The Test Cabinet is made up of the following components.

ComponentWhat it is
CoreThe Rust library that implements ~95% of the functionality. Everything else wraps it.
CLIThe tcab binary. Exposes the core so runs can be scripted and swept in batch.
WorkerAn Axum server that exposes the core’s run functionality over an HTTP API, for running test cases on a remote machine.
Tauri appThe desktop GUI — the primary interactive way to launch runs, watch them live, review them, and publish.
BackendA private Rust server that distributes test case and container definitions and stores published run results.
SiteThe public static gallery at testcabinet.ai where published runs are browsed and played.
DocsThis documentation site.

Two roles recur across the components:

  • A runner is any component that can execute a test case: the CLI, the worker, and the Tauri app. A runner needs a container runtime on the machine it runs on, resolves the requested test case version from the backend, drives the run through the core, and reports the result back to the backend on publish.
  • A reporter is any component that displays run results: the Tauri app and the public site. Reporters read published results; only GUI reporters let a person interact with the produced implementations.

The Tauri app is both, which is why it is expected to be the primary way The Test Cabinet is used: it launches runs, reviews them, and shows results in one place.

Earlier versions of The Test Cabinet deliberately had no backend. Run records were committed into the site’s dataset — a “git-as-a-db” design that was chosen for convenience rather than because it was sound. That requirement has been dropped in favor of a single, centralized backend that records run results and serves as the canonical copy of the test case and container definitions runners need.

The backend stays deliberately small. There are still no end-user accounts and no public write surface; instead it sits on a private network and only authorized users and machines can push to or pull from it (see Backend). The public site remains a fully static, backend-less deployment: publishing exports a public snapshot of the dataset that the site builds from, so the gallery has no live dependency on the private backend.

A run is driven by whichever runner launched it through a container runtime on that runner’s own machine — the host for the CLI and the Tauri app, the worker’s host for a worker-driven run. A runner therefore requires a supported container runtime (Docker or a compatible runtime such as Podman) to be available, while components that only report results do not. See Execution.

At a high level, launching a run must:

  • Select a test case version, an agent harness, and a model, resolving the version from the backend.
  • Seed a fresh git repository with the selected variant’s data.
  • Start a container and invoke the agent harness against the seeded repository.
  • Surface the harness’s activity as a live stream of harness events while the run is in progress.
  • Record metrics as the run proceeds and collect the produced repository when it finishes.
  • Run validation over the produced implementation.
  • Write a run record, and optionally publish the run.
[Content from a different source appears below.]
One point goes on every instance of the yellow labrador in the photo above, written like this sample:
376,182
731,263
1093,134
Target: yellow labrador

Publishing releases the produced code to its own public repository, makes its build available for embedding, and submits the run record to the backend, which serializes it into its store and refreshes the public snapshot the site is built from. See Results.

The word harness is used two ways throughout these docs:

  • The testing harness is The Test Cabinet’s own application that runs benchmarks.
  • An agent harness is a third-party coding tool (for example Claude Code or Codex) that drives a model through a test case. See Agent Harnesses.